Käser: Jeder Tierhalter hat das Recht auf ein faires Verfahren. Das gilt gerade in Bezug auf die Tierschutzkontrolle. Dem Veterinäramt steht das Zutrittsrecht zu, gleichzeitig hat der Tierhalter das Recht, bei den Kontrollen dabei zu sein und daran mitzuwirken.

Was ist unter dem Mit-wirkungsrecht zu verstehen?

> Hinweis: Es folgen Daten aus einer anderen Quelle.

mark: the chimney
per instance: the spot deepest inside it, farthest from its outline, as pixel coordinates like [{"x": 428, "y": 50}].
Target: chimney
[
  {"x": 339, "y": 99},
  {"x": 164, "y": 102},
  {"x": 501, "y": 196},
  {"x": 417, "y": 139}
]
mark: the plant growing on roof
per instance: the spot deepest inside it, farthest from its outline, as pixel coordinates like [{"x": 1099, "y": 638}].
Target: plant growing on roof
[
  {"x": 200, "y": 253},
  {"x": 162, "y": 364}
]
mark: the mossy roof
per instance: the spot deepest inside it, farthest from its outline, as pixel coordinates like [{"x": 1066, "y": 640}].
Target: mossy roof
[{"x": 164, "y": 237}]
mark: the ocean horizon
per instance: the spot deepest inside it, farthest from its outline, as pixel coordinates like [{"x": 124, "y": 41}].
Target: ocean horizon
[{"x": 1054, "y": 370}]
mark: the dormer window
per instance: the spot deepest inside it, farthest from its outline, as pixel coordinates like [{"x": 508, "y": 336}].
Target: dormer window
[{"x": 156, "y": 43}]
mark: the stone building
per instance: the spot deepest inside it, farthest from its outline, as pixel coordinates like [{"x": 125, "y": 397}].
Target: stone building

Lotz: In Bezug auf Tierschutzkontrollen bedeutet das Mitwirkungsrecht unter anderem, dass der Tierhalter bei der Kontrolle selber mitwirken und Beweise einbringen kann. Er kann z. B. eigene Fotos machen und diese zu den Akten geben, Messungen während der Kontrolle über-prüfen und Anmerkungen ins Protokoll schreiben. Der Kontrollbericht ist ein Beweismittel, die Kontrollergebnisse werden jeweils vor Ort festgehalten. Die Tierhalter müssen sich darüber im Klaren sein, dass gerade dieses Kontrollergebnis für andere Verfahren wie z. B. für Strafverfahren oder Verfahren über die Kürzung der Direktzahlungen die wichtigste Beweisgrundlage bildet. Weil die Konsequenzen so weitreichend sein können, ist es zentral, dass Tierhalter bei jeder Tierschutzkontrolle, also bei der Sachverhaltsfeststellung, von Anfang an mitwirken können und dies auch tun.

Was können Landwirte tun, wenn sie mit dem Kontrollergebnis nicht einverstanden sind?

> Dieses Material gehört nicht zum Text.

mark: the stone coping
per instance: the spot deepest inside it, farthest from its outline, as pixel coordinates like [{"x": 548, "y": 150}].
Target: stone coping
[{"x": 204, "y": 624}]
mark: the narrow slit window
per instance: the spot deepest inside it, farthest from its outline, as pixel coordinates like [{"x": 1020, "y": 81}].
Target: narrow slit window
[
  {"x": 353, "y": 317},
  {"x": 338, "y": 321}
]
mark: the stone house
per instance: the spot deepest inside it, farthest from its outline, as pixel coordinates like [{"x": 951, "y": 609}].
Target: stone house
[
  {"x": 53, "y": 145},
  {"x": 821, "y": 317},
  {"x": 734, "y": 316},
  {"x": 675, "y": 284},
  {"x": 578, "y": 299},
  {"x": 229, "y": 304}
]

Lotz: Der Kontrollbericht ist ein vorgefertigtes Formular, das von den Ämtern ausgefüllt wird. Für den Tierhalter und das Amt gibt es je ein Exemplar. Die Tierhalter sollen den Bericht aufmerksam lesen und sich die dafür notwendige Zeit nehmen. Eile ist hier fehl am Platz! Sie sollen auf dem Kontrollbericht festhalten, womit und warum sie nicht einverstanden sind. Wichtig ist, dass man das nicht nur sagt, sondern es auch aufschreibt. Sind die Mitwirkungsrechte bei der Amtshandlung verletzt worden, so ist diese anfechtbar. Jeder Tierhalter muss die Möglichkeit haben, mitzuwirken. Er kann übrigens auch eine Nachkontrolle beantragen.